Рабочие-камнерезы на гранильной фабрике
Чтобы судить о кропотливости труда, я приведу в пример дарохранительницу, сделанную к престолу храма на станции Борки, где произошло крушение царского поезда. Эта вещь, некрупная по размерам, работалась здесь два с половиной года; она состоит из трех сортов яшмы, разных цветов, а кресты над нею сделаны из желтого топаза. По художественной отделке, это замечательная вещь!
Музей Уральского общества любителей естествознания тоже довольно интересен и обширен. Главная задача его — жизнь и быт Урала, что характеризуется коллекциями животных и насекомых, рыб и птиц, минералов, монет, растительности и предметов быта местных инородцев: одежда, вооружение, идолы и т. п. Между прочим у самого входа помещен громадный золоченый шар с крупною надписью:
“1,265 пуд. золота29 000 000 кредитных рублейпо нынешнему курсу”
Если бы все золото, добытое за 60 лет в Невьянском заводе слить вместе, то получился бы именно такой шар, в котором 39,5 куб. футов шлиховского золота.

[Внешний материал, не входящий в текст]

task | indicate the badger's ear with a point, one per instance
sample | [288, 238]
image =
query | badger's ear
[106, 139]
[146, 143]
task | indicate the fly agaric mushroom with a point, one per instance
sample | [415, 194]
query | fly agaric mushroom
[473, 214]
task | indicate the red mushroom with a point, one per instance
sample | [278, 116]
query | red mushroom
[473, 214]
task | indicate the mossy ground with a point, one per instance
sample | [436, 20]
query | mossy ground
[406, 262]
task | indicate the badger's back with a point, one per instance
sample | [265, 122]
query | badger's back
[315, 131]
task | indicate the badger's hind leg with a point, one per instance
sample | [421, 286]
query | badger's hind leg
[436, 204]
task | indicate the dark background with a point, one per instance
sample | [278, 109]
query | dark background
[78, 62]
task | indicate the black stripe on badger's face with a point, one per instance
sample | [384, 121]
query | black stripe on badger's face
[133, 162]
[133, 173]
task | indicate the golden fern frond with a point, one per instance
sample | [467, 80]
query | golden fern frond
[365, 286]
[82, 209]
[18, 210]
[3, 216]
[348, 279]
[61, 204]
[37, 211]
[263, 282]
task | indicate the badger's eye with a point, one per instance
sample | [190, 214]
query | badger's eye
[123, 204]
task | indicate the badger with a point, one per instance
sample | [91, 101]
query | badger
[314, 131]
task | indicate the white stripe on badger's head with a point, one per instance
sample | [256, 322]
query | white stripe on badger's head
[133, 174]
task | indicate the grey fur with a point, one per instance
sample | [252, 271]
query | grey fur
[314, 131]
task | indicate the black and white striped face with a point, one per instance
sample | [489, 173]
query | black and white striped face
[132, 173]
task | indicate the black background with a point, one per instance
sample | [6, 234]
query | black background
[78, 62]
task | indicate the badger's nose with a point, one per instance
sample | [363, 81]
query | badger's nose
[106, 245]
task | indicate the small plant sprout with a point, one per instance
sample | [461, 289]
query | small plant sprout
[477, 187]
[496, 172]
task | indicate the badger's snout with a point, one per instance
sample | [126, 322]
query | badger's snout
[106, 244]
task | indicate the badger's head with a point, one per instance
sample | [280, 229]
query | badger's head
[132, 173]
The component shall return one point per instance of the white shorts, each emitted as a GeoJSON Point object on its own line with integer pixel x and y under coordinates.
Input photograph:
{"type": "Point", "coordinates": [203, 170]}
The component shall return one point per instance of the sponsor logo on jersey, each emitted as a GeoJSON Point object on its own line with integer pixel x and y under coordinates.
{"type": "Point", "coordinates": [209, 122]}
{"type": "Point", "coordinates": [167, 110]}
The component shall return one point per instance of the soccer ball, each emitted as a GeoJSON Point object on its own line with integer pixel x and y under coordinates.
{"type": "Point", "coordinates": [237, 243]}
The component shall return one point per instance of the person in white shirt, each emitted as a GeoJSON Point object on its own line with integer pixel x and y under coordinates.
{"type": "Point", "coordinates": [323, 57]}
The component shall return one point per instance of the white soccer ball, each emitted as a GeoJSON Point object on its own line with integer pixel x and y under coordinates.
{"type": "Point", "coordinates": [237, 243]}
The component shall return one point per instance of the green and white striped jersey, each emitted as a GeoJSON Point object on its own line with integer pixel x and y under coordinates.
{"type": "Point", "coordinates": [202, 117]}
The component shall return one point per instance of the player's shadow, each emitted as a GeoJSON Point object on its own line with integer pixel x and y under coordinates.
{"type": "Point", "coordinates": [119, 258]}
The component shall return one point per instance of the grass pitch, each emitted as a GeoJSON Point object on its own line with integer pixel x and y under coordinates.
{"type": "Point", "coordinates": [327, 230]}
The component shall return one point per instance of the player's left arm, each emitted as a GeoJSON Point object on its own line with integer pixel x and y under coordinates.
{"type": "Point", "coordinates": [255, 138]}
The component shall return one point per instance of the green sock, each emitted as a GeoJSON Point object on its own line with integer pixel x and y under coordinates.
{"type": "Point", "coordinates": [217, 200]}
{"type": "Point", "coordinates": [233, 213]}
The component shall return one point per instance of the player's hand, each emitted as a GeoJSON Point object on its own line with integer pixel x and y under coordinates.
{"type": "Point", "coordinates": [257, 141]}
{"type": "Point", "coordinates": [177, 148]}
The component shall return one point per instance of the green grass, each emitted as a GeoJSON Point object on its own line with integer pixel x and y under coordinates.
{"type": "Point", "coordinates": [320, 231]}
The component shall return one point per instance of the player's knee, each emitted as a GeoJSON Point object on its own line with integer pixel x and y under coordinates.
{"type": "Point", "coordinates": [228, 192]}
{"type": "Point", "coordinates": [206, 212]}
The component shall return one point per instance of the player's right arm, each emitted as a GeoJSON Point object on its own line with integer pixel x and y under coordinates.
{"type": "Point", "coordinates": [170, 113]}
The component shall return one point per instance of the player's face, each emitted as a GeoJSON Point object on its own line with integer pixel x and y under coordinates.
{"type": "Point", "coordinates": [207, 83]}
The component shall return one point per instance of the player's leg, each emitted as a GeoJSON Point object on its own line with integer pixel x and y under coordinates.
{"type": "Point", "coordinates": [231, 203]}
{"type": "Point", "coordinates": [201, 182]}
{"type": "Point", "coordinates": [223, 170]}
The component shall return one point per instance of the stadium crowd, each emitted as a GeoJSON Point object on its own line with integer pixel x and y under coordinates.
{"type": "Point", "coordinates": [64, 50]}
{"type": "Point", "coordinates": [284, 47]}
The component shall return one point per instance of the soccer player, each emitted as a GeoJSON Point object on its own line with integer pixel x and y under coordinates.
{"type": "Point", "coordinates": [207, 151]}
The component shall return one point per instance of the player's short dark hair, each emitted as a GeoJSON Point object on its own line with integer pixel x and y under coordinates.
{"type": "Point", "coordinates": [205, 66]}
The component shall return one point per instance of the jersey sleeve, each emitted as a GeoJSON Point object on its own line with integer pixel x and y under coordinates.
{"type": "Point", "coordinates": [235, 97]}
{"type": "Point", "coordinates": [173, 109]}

Меня крайне занимала мысль — увидать, хота бы и мимоходом, добычу золота; но прииски все были слишком далеко, и добраться до них я не имел возможности. Впрочем, верстах в двух или трех от города были прииски, истощенные, ничтожные, завещанные кем-то городскому хозяйству, под названием, если не ошибаюсь, „Основинские прудки”.
По пословице, на безрыбье и рак — рыба, в был доволен и тем, что увижу приисковую работу, и, не теряя времени, нанял извозчика и поехал.
Близилось уже к вечеру.
X. Золотые россыпи.
Среди зеленеющей полянки, окаймленной невысоким лесом, словно русло какой-то пересохшей реки тянется изрытая полоса, то с ямами, то с кучами ярко-желтых камней и песка, то змеится по ней ручеек, направляясь вкривь и вкось, то зеленеет трава. Кое-где, близ воды, копошатся люди. „А вон и приказчик! — указал мне извозчик на человека в длиннополом сюртуке, который не спеша пробирался по берегу. — Стало быть, дальше работают!”

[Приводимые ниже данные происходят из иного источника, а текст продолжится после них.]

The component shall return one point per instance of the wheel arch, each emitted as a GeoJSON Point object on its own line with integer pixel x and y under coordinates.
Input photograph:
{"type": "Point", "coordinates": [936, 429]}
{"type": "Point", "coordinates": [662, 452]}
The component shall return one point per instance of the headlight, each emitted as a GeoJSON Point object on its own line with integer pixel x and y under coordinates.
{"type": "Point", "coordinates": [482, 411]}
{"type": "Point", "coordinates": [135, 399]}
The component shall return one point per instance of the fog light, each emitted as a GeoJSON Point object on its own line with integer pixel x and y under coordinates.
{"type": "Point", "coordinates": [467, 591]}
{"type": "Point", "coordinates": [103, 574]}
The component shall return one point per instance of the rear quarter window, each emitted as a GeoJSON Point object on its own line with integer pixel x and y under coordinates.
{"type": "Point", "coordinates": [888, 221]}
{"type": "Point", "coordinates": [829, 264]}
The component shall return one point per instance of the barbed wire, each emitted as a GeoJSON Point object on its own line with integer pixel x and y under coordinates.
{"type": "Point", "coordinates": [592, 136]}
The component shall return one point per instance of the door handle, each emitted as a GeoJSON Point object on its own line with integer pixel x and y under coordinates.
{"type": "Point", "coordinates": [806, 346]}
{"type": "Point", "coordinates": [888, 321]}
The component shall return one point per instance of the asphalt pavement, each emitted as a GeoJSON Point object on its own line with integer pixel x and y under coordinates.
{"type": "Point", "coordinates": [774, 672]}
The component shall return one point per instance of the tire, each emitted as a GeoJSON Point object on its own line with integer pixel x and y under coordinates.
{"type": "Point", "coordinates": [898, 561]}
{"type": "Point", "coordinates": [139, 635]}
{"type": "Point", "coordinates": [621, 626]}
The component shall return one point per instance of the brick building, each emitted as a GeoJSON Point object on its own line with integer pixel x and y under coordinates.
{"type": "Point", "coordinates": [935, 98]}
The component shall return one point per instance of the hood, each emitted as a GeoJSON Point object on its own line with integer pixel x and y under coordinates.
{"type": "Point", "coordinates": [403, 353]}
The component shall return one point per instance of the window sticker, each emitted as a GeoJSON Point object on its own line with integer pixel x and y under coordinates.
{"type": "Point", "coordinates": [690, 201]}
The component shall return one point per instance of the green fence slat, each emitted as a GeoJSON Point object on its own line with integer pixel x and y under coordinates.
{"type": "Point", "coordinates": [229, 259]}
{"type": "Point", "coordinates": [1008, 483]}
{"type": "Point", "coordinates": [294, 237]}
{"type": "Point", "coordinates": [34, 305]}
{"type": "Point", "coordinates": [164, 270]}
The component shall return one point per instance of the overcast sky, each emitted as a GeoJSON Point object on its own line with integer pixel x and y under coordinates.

Мы обогнали приказчика и вскоре остановились возле землянки. Тут было все: журчала вода, дымился костер, работали люди: один, стоя по пояс в яме, рубил киркой каменистую почву, другой насыпал песок и камни в тачку, третий стоял у чугунной дырявой плиты, в которую сбегала вода, и шевелил мокрые камешки „гребком”. Это и были — старатели, т.е. вольные рабочие, получающие здесь не определенное жалование, а плату с каждого добытого золотника. Когда я подошел, они уже кончали работу. Мужик вылез из ямы и бросил кирку, на плиту под промывку насыпали еще две-три лопаты камней, и решили, что на сегодня — достаточно.
Пока для меня ничего не было понятно. Я видел, как бежал откуда-то небольшой ручеек, на пути его лежала чугунная плита, узкая и длинная, вся продыравленная, на ней лежали песок и камни, которые обмывались течением ручейка и беспрестанно шевелились гребками старателей, стоявших, растопыря ноги, среди лужи. Все это делалось медленно, молча, и я глядел тоже молча, подошел еще какой-то зритель с охотничьей собакой и, не вымолвив ни слова, остановился перед плитой. У костра сидела баба и молча пила чай. Было слышно только, как скрежетали по плите переворачиваемые камешки, да тихонько журчала вода.